2人ともそのアニメもファンタジア フィナーレもそこまで好きではないけど」
「そっかー」
「あのアクキーのデザインは良いね。
「なんてことない僕の日常を色鮮やかにしてくれた君に」の原作者様が描いてるんだけど
可愛い可愛い」
「わかる。めっちゃ可愛い」
「わかる。オレも2,000円以上買ったら貰えるコードのために買いに行ったけど
マジ可愛かった」
「あ、なんか貰えんだ?」
「え匠ちゃん知らなかったの?
ファンタジア フィナーレXIV衣装がダウンロードできるコード貰えるんだよ。
貰ったでしょ?なんか封筒みたいなの」
「あぁ、なんかあったわ」
「あれん中にコード入ってんだよ」
「あ、そうなんだ。それ目当てだったのね」
「そそ」
「そのコラボグッズのコーナーっていつまであんの?」
「さあ。
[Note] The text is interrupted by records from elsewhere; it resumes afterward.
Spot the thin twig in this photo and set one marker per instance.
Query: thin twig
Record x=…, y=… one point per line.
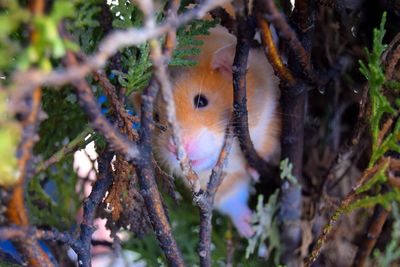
x=240, y=114
x=205, y=200
x=289, y=35
x=348, y=199
x=272, y=54
x=24, y=232
x=16, y=210
x=148, y=187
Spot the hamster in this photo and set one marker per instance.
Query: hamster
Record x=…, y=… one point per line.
x=203, y=97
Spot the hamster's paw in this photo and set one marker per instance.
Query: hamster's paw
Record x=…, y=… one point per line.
x=242, y=222
x=253, y=173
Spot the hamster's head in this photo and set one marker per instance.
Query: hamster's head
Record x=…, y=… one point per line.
x=203, y=101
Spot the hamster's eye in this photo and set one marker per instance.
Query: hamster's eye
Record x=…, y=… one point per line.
x=200, y=101
x=156, y=117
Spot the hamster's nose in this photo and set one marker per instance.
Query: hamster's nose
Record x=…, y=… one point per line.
x=171, y=146
x=187, y=145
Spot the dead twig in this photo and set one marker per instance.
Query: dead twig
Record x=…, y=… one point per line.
x=346, y=202
x=271, y=52
x=374, y=230
x=273, y=15
x=205, y=200
x=240, y=115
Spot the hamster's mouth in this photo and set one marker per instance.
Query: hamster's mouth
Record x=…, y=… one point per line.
x=199, y=164
x=204, y=163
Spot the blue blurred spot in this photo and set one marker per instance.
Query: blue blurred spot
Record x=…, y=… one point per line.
x=111, y=76
x=101, y=100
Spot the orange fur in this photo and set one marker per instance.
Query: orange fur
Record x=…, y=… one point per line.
x=210, y=79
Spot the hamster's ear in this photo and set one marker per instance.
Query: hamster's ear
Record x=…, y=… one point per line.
x=222, y=59
x=136, y=99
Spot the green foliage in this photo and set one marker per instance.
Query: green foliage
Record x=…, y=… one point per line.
x=266, y=228
x=139, y=69
x=136, y=60
x=380, y=108
x=11, y=18
x=9, y=138
x=380, y=105
x=65, y=121
x=85, y=26
x=391, y=254
x=59, y=209
x=185, y=226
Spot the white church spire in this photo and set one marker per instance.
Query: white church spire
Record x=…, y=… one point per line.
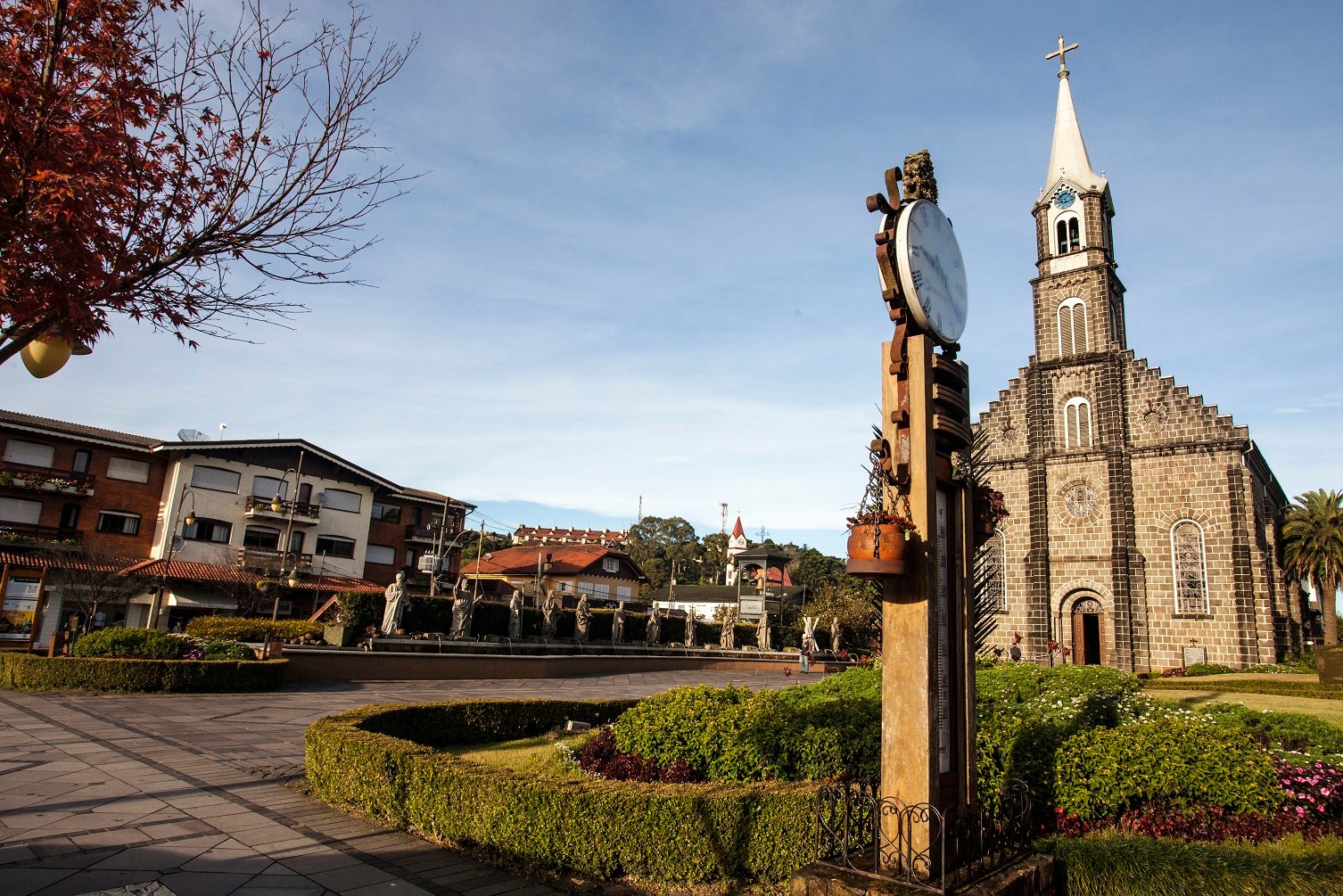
x=1068, y=153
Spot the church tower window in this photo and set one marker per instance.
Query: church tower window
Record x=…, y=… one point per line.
x=1077, y=423
x=1191, y=567
x=1074, y=336
x=1068, y=234
x=992, y=575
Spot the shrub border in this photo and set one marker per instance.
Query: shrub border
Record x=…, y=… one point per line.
x=684, y=833
x=29, y=672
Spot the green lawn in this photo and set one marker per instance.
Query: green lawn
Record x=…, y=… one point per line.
x=535, y=755
x=1197, y=692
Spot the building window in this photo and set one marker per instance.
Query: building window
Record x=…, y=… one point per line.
x=992, y=575
x=215, y=479
x=122, y=468
x=342, y=500
x=380, y=554
x=334, y=546
x=1077, y=423
x=385, y=512
x=268, y=487
x=260, y=536
x=21, y=511
x=29, y=453
x=119, y=522
x=1068, y=234
x=215, y=530
x=1191, y=567
x=1074, y=336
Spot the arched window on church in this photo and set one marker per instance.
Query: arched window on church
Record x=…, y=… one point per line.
x=1077, y=423
x=1068, y=234
x=1191, y=567
x=992, y=575
x=1074, y=336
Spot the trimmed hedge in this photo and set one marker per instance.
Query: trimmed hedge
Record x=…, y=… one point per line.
x=29, y=672
x=383, y=762
x=1250, y=686
x=1128, y=866
x=250, y=629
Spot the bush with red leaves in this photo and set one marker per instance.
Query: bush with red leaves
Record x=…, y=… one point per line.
x=600, y=757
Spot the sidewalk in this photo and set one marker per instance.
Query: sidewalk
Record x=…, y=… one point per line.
x=185, y=794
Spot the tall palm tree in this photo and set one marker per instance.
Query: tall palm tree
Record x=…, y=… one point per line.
x=1313, y=550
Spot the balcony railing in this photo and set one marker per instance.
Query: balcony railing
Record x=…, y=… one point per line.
x=266, y=559
x=430, y=533
x=258, y=508
x=39, y=536
x=21, y=476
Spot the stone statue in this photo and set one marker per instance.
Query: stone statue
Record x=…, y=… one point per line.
x=581, y=621
x=395, y=596
x=515, y=617
x=729, y=638
x=763, y=631
x=653, y=633
x=549, y=615
x=464, y=607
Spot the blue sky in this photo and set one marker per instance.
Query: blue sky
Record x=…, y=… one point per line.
x=639, y=261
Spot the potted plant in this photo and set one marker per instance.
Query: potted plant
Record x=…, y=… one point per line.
x=990, y=509
x=877, y=532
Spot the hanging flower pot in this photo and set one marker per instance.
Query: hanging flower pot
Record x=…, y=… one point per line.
x=877, y=550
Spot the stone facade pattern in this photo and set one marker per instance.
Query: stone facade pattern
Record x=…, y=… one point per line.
x=1093, y=522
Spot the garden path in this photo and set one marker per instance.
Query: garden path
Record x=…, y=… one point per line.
x=185, y=794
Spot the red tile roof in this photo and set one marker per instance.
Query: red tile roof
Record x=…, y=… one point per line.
x=565, y=559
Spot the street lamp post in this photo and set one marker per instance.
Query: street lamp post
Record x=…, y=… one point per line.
x=169, y=548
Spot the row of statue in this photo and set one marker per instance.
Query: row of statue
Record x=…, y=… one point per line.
x=464, y=612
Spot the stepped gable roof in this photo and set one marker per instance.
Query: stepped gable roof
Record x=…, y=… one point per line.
x=565, y=559
x=76, y=430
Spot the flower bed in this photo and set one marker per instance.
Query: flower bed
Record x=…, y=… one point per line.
x=384, y=760
x=27, y=672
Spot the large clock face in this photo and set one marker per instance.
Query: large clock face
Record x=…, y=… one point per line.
x=932, y=273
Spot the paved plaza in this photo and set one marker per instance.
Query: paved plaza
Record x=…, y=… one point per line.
x=185, y=794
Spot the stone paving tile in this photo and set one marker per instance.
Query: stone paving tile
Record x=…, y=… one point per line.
x=132, y=782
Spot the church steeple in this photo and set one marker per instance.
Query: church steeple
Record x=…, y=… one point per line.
x=1079, y=300
x=1068, y=153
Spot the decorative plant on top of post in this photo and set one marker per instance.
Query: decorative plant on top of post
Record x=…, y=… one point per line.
x=878, y=532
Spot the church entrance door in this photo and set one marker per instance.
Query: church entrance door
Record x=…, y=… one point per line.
x=1088, y=628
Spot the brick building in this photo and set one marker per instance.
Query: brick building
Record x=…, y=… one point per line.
x=1141, y=528
x=244, y=525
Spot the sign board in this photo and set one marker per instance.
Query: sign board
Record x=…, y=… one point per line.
x=19, y=610
x=751, y=606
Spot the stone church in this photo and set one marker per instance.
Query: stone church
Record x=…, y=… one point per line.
x=1141, y=520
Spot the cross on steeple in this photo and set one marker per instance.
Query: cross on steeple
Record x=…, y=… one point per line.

どうだったかな?」
「たしか6月半ばだったはず」
「マジ?今週末とか?」
「そう…だね?そんくらいだと思う」
「そう考えるともう7月なんだね」
「そうだね。あ、そうだね。はやっ。恐っ」
「でも7月はーいーれーばー?」
「「夏休みぃー!」」
「「「うぇーい!!」」」
そんなことを話し、実況を撮り終え、眠りについた。